Está bien, está bien, no te daré el abrigo, pero por lo menos te llevarás la bufanda. –Me quité la bufanda que con tanto amor mi madre había tejido para mí. Se levantó el mugroso pelo y, sin dificultad, se la enrollé en el cuello; le hice un nudo apretado para que no fuera a perderla.

Gracias, muchas gracias, dijo. Con los ojos cargados de emoción, nerviosos y tímidos, me preguntó:

¿Puedo pedirte algo más?

Seguro de lo que quería, comencé a sacar mi cartera para darle el poco efectivo que traía.

¡No. Eso no!, exclamó con una sonrisa.

Entonces… ¿qué es lo que necesitas? Le pregunté.

Me da pena –contestó. Soy muy tímida.

No te preocupes le dije. Te prometo que si es algo que pueda hacer, lo haré.

Quizá pasaron segundos o minutos, que a mí me parecieron horas, para enterarme de lo que quería. Volteaba para todos lados. Tenía miedo o pánico de algo, no sé de qué. Finalmente, me preguntó:

—¿Puedo darte un abrazo? ...y me abrazó con una ternura prolongada, cargada de sentimiento vivo, candente de amor, con lágrimas; como si tuviera décadas de no verme, de no saber de mí; como si me hubiera amado toda su vida. No tengo idea de si existen amores que duren tan corto plazo, pero sí estoy seguro de que en ese momento el terrible invierno se convirtió en radiante y floreciente primavera. Dejaba de abrazarme para hacerlo varias veces más. Quienes salían o entraban al edificio miraban con curiosidad y sonrisas aquella escena romántica de película italiana: Sofía Loren y Marcello Mastroianni en plena función. Pausadamente, en reversa y sin dejar de mirarme, bajó los cinco escalones del vestíbulo para, de inmediato, regresar y darme el último abrazo, el abrazo del adiós el abrazo del nunca más.

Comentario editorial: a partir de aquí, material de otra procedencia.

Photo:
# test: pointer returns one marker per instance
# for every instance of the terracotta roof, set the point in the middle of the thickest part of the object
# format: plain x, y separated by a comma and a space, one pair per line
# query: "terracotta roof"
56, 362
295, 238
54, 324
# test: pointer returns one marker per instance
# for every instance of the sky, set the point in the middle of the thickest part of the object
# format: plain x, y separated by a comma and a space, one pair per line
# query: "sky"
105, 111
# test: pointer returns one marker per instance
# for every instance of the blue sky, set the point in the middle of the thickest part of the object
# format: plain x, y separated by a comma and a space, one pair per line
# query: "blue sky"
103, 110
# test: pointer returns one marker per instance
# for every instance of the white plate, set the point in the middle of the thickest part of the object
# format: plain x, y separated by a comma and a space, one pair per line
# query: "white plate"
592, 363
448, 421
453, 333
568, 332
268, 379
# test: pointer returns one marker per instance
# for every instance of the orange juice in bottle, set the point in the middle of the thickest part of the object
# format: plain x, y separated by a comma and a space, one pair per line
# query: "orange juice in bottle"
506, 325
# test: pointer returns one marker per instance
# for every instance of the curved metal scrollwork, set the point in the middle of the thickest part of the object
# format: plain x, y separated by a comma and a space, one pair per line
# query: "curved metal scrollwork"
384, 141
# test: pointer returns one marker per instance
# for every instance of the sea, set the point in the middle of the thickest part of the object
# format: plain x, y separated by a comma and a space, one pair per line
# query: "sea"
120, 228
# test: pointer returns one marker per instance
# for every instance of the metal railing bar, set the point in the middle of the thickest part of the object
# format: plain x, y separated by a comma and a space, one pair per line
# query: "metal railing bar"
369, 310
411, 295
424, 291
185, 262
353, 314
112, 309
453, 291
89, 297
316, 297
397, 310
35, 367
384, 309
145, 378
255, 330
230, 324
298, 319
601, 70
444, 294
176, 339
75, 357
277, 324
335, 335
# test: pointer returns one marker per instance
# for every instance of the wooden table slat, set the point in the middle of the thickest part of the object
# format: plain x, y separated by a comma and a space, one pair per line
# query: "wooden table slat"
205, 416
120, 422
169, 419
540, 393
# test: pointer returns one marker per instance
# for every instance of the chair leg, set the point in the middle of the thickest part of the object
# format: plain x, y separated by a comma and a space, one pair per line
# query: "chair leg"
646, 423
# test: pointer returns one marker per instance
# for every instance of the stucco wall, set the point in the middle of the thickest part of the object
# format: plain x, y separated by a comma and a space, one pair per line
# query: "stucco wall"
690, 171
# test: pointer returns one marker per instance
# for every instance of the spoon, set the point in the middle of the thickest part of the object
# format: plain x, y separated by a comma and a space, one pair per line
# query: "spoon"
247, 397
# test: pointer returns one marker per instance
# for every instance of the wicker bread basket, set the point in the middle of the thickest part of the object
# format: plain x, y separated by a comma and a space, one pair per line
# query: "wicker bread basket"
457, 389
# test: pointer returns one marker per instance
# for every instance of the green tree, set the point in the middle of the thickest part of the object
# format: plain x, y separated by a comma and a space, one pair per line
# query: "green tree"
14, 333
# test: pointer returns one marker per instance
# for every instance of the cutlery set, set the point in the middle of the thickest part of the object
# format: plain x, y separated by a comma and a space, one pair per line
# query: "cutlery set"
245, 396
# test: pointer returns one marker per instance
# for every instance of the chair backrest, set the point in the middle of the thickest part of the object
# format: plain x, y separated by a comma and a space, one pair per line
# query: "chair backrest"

Se fue caminando por la calle 109 hacia el Sur y volteó varias veces para con sus dos manos decirme ¡Hola!” o “¡Adiós!”. “¡Oye!”, le grité, “¿cómo te llamas?”… pero ya no me oyó. Entré al edificio con una amplia sonrisa interna, y entusiasmado tomé el elevador que me llevaría hasta el piso 33. Ahora, en este momento en que escribo y lo recuerdo, debió haber sido al pasar el piso trece cuando ya me había olvidado completamente de ella. Algunas veces, así de ególatra es la injusticia.

La entrevista no tuvo ningún resultado inmediato. Dos horas de preguntas de rutina y una cita más con otro gerente una semana después, que seguramente me haría la misma encuesta establecida de antemano.

Era viernes. Buen pretexto para celebrarlo con una rica cena en el restaurante Sugar-bowl que se encuentra al otro lado del río. Caminé en dirección al puente. Al llegar, vi una fila muy larga de autos que intentaban cruzarlo. Desde lejos alcance a ver las luces intermitentes de los autos de bomberos, policía y ambulancias que estaban a la mitad del puente. Continué en esa dirección, convencido de que había pasado un terrible accidente. Es muy común que eso ocurra cuando se maneja sobre pistas de hielo, aun con costosas llantas supuestamente para invierno. Al llegar, no había ningún auto destruido y los bomberos tendían cuerdas para bajar los 48 metros que los separaban de las aguas congeladas del río Saskatchewan. Sin pensarlo, crucé corriendo entre los autos hacia el otro lado del puente para enterarme de lo que estaba ocurriendo. ¡No lo hubiera hecho! ¡No lo hubiera hecho! Ya le estaban colocando un chaleco al cuerpo ensangrentado y sin vida que se encontraba sobre la blanquecina plancha de hielo. Alcancé a reconocer los pantalones psicodélicos, la chamarra morada y la bufanda amorosamente tejida con las santas manos de mi madre.

Hoy sé una contundente realidad: Las lágrimas… se congelan.

Solo, muy solo, continúo lentamente dando pasos sin dirección, desorientado, inconsciente de si soy yo quien lleva enrollada la bufanda.